On June 22 Adobe released Flash Player 10.1 for mobile, its first full Flash player written for ARM instruction set architectures. Flash for mobile does not solve the video playback problem. Flash can draw a player area and display a preview image of the video in place of a failed plugin icon. Video playback ultimately depends on the hardware decoder horsepower behind the scenes and its ability to deliver video frames and synchronized audio to your mobile device’s screen faster than intended playback and within the constraints of small file buffer and memory available on mobile. Flash for Mobile renders a player and its interaction elements; video for mobile still relies on simpler sets of shortcuts targeting hardware-accelerated features and available computing resources on mobile.

WebM and VP8

Google introduced the WebM file format on May 19 with a container based on Matroska, a VP8 video track, and Vorbis audio. Google released any patent rights it may assert over VP8 and released the source code for libvpx, a reference encoder and decoder, with 17 test vectors for implementers. The popular FFmpeg project, used by many web publishers for encoding and by Google Chrome for decoding, quickly added native VP8 support in late June. FFmpeg’s VP8 implementation was able to highly leverage video encoder and decoder shortcuts already used by H.264, opening VP8 to hardware-accelerated playback by chipsets optimized for H.264 shortcuts. If your encoder, decoder, and hardware already pays into the H.264 patent licensing pool run by MPEG-LA the shared, patent-asserted shortcuts present in VP8 can be a good thing. If you were hoping for a Freedom-loving replacement for Theora, VP8 may not be clear of patent assertions (but Mozilla seems to like it).

Summary

Web developers are excited about H.264 video and the rise of browser-native playback through HTML5 <video> markup. H.264 is a family of standards, each with its own set of shortcuts shared between a video publishing tool and a video player. The excitement over mobile video has overlooked the intricacies of H.264 profiles and levels detailed by RFC 4281 and the changing landscape of hardware-accelerated video on mobile. Video publishers should be aware of playback differences between playback devices and either choose a lowest common denominator or specifically target the quality and file size of an intended playback device.

4 replies on “The many flavors of H.264 video”

  1. Excellent article thanks. I wonder if you could shed some light on what such a lowest common denominator encode might look like?

    Am I correct in thinking that to leverage better quality encodes we would move up the profile tree so to speak. ie. dropping back to using “baseline” would give us something that played on more devices/in more places, while using “main” even “high” profile will play less widely but be better quality? Or am I trying to oversimplify and missing the point here? cheers

  2. Fascinating post. It makes me appreciate, all the more, the expertise that you bring to your VideoPress work.

    It also leads me to believe that ubiquitous video that anyone and everyone can produce, distribute, and consume is a ways away.

  3. You may be mistaken regarding the technical capacity of recent iPhones.

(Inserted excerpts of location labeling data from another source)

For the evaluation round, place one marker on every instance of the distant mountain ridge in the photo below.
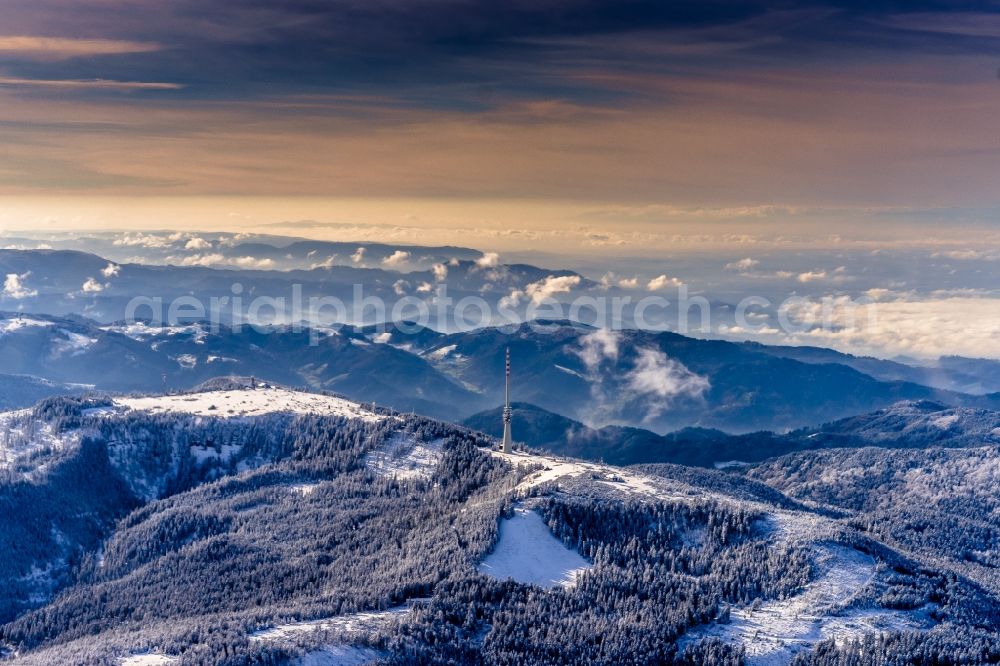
(652, 380)
(904, 425)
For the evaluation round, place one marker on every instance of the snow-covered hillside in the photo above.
(247, 523)
(249, 402)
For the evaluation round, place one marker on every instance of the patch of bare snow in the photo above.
(224, 453)
(366, 621)
(777, 630)
(20, 434)
(249, 402)
(70, 342)
(340, 655)
(440, 354)
(304, 489)
(17, 323)
(528, 552)
(187, 360)
(403, 458)
(945, 422)
(149, 659)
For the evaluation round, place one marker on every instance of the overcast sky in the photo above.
(622, 115)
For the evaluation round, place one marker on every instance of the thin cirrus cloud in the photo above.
(58, 48)
(93, 84)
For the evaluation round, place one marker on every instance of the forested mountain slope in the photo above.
(243, 525)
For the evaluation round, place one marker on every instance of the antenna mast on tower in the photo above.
(506, 446)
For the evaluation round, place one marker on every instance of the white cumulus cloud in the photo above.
(539, 292)
(197, 243)
(92, 286)
(743, 265)
(14, 286)
(397, 258)
(662, 282)
(488, 260)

    My DVD library is stored on a NAS encoded at h264 *high* profile level 3.0 (little reason to go to a higher level for de-interlaced DVD content in either NTSC or PAL).

    A year or two ago, iTunes would not even allow me to transfer such encodes to the then-current iPhones.

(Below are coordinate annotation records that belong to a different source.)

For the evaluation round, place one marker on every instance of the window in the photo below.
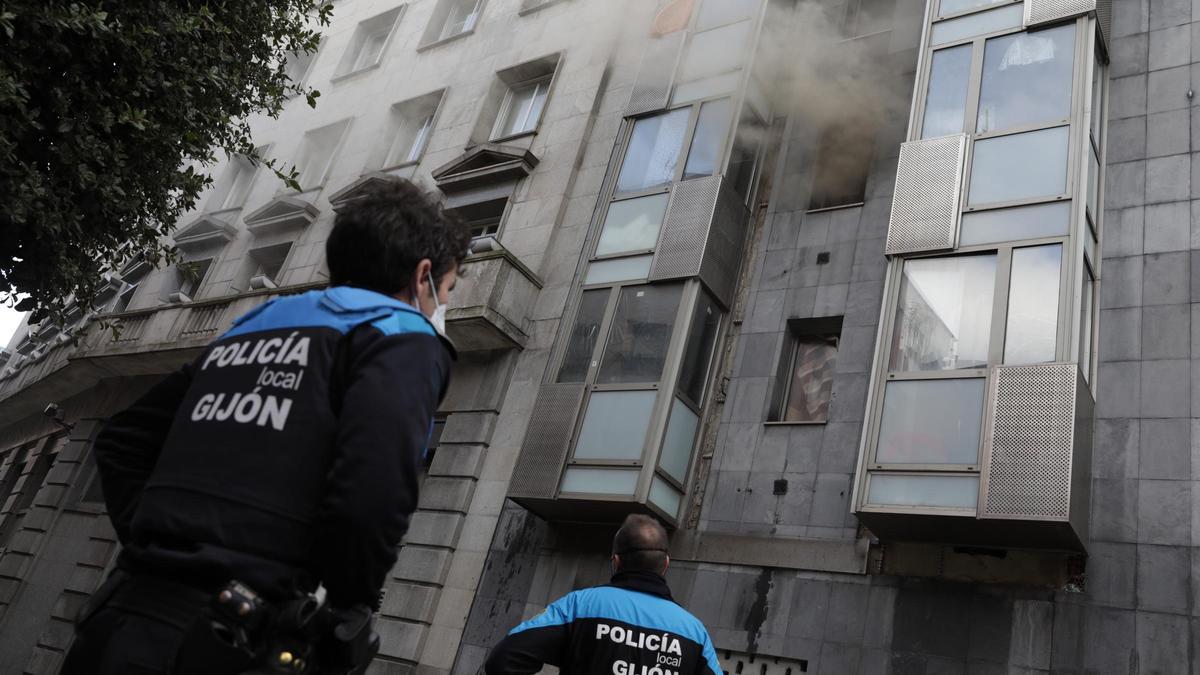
(522, 108)
(653, 151)
(867, 17)
(844, 159)
(367, 42)
(640, 334)
(1032, 326)
(1020, 166)
(414, 125)
(483, 217)
(947, 96)
(267, 263)
(943, 314)
(451, 18)
(192, 275)
(234, 185)
(317, 153)
(804, 382)
(1026, 78)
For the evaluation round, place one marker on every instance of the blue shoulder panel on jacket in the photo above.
(340, 308)
(619, 604)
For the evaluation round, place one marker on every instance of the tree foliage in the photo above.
(108, 112)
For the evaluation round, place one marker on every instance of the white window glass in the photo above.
(522, 108)
(947, 97)
(706, 88)
(948, 491)
(618, 269)
(697, 352)
(1020, 166)
(955, 6)
(599, 481)
(931, 422)
(653, 150)
(664, 496)
(679, 441)
(1093, 181)
(1026, 78)
(615, 425)
(1019, 222)
(633, 225)
(585, 333)
(1009, 16)
(1085, 329)
(943, 315)
(1032, 324)
(707, 142)
(714, 52)
(460, 18)
(640, 334)
(720, 12)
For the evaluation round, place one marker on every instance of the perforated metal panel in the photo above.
(547, 441)
(726, 238)
(1043, 11)
(681, 248)
(652, 89)
(925, 205)
(1027, 466)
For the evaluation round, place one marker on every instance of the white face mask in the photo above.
(439, 312)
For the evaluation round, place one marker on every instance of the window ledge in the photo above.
(443, 41)
(514, 136)
(352, 75)
(538, 7)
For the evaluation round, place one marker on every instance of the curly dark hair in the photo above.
(378, 238)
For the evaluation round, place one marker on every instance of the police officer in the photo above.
(628, 627)
(287, 454)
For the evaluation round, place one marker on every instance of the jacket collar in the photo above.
(643, 583)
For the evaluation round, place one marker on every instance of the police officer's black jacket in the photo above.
(288, 453)
(629, 627)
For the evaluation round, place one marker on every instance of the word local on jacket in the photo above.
(669, 652)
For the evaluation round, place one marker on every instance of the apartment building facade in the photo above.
(886, 308)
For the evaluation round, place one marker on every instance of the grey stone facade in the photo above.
(775, 569)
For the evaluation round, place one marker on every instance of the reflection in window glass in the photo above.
(1026, 78)
(640, 334)
(618, 269)
(981, 23)
(1033, 305)
(653, 150)
(615, 425)
(712, 127)
(633, 225)
(947, 99)
(931, 422)
(955, 6)
(1020, 166)
(699, 350)
(582, 341)
(943, 315)
(714, 52)
(599, 481)
(679, 440)
(1018, 222)
(720, 12)
(1085, 329)
(810, 378)
(951, 491)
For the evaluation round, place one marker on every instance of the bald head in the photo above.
(641, 545)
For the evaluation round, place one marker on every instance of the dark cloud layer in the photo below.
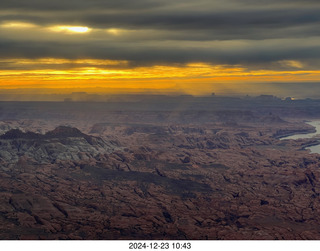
(221, 32)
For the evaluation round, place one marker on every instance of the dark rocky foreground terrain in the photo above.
(165, 174)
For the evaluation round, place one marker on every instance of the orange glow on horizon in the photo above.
(102, 75)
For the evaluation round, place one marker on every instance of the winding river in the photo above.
(313, 149)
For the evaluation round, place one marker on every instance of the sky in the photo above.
(160, 46)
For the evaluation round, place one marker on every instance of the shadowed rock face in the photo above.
(225, 176)
(62, 143)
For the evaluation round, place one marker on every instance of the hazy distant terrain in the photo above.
(159, 167)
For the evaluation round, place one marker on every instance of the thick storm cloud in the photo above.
(151, 31)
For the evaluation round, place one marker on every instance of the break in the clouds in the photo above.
(216, 40)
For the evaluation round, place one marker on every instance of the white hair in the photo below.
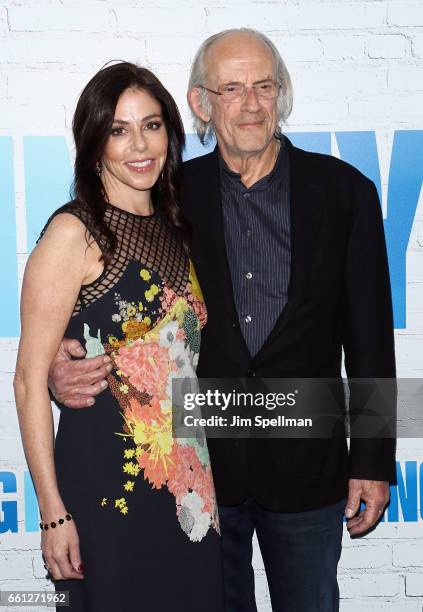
(198, 78)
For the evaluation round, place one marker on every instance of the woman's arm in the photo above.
(57, 267)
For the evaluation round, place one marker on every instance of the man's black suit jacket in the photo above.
(339, 296)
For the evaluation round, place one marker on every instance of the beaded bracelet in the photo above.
(53, 524)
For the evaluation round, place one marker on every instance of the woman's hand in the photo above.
(60, 547)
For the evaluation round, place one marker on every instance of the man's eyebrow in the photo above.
(146, 118)
(240, 83)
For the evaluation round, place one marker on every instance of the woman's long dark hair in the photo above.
(92, 124)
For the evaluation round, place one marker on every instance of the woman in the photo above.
(129, 519)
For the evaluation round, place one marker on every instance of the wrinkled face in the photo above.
(248, 125)
(136, 149)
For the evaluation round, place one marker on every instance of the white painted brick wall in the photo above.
(355, 65)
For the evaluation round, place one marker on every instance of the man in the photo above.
(290, 253)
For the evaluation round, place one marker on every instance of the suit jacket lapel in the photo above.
(215, 247)
(306, 204)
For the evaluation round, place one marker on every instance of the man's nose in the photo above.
(251, 100)
(138, 141)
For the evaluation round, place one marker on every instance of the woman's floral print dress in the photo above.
(143, 501)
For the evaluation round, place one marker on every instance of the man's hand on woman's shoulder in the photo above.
(75, 381)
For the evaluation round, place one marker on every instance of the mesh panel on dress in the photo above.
(149, 240)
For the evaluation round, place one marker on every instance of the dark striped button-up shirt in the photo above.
(256, 223)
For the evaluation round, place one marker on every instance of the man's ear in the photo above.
(194, 101)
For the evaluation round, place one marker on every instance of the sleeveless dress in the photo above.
(143, 502)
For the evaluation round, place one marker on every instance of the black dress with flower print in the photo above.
(143, 502)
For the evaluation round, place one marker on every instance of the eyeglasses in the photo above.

    But after getting an iPhone 4, I tried again and–not only would the files transfer without error and quickly (which rules out any re-coding done behind the scenes by iTunes–every single MP4 played just fine. In fact, going back to my old iPhone 3GS, I found that some, but not all, of these files played on it fine too.

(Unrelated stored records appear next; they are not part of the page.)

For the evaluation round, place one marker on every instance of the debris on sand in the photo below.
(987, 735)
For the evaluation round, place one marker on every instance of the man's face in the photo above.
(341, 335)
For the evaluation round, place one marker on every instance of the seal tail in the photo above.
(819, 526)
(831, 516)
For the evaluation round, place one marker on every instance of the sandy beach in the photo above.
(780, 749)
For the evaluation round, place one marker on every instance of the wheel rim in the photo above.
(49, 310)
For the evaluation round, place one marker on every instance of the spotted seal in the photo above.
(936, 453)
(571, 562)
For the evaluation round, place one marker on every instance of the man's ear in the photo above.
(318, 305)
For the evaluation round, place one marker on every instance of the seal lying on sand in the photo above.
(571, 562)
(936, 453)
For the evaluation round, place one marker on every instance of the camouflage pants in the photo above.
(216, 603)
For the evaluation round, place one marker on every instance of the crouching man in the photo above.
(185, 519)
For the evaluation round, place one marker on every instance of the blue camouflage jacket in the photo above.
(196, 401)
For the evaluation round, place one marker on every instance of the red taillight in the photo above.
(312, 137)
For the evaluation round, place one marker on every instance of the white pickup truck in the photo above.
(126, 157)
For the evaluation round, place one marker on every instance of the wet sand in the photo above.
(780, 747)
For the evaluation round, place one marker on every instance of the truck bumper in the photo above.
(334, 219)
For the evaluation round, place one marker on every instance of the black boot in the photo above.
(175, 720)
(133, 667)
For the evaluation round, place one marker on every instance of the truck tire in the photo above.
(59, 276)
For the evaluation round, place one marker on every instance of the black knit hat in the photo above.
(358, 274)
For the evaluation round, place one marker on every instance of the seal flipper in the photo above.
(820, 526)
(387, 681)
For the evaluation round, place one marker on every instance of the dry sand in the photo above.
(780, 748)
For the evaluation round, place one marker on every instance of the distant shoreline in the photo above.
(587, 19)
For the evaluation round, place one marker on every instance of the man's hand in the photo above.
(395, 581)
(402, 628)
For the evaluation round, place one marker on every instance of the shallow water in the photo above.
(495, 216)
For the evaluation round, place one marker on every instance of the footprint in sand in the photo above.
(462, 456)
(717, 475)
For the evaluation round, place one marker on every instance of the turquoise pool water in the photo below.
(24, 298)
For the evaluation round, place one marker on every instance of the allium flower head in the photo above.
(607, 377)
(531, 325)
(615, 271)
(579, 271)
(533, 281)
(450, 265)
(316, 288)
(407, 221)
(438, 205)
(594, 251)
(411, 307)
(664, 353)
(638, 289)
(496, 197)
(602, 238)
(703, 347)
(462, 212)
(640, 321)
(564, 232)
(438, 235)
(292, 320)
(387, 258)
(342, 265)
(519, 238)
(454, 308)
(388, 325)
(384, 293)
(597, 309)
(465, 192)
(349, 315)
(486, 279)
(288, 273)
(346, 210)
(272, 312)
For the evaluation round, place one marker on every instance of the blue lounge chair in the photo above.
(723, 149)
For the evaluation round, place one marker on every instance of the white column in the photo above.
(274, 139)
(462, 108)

    1. @Carl, Niall is correct. The iPhone 4 only supports up to Main Profile level 3.1. This is very clearly stated in the iPhone specs. Having said that the feature of the High Profile that commonly causes problems is 8×8 transforms in I-frames. If your encoding settings disable 8×8 DCT (which is the default for a lot of programs) then it’s not surprising that they work on your iPhone. For example, encoding with the Main Profile preset in FFmpeg simply includes the flag ‘-dct8x8’.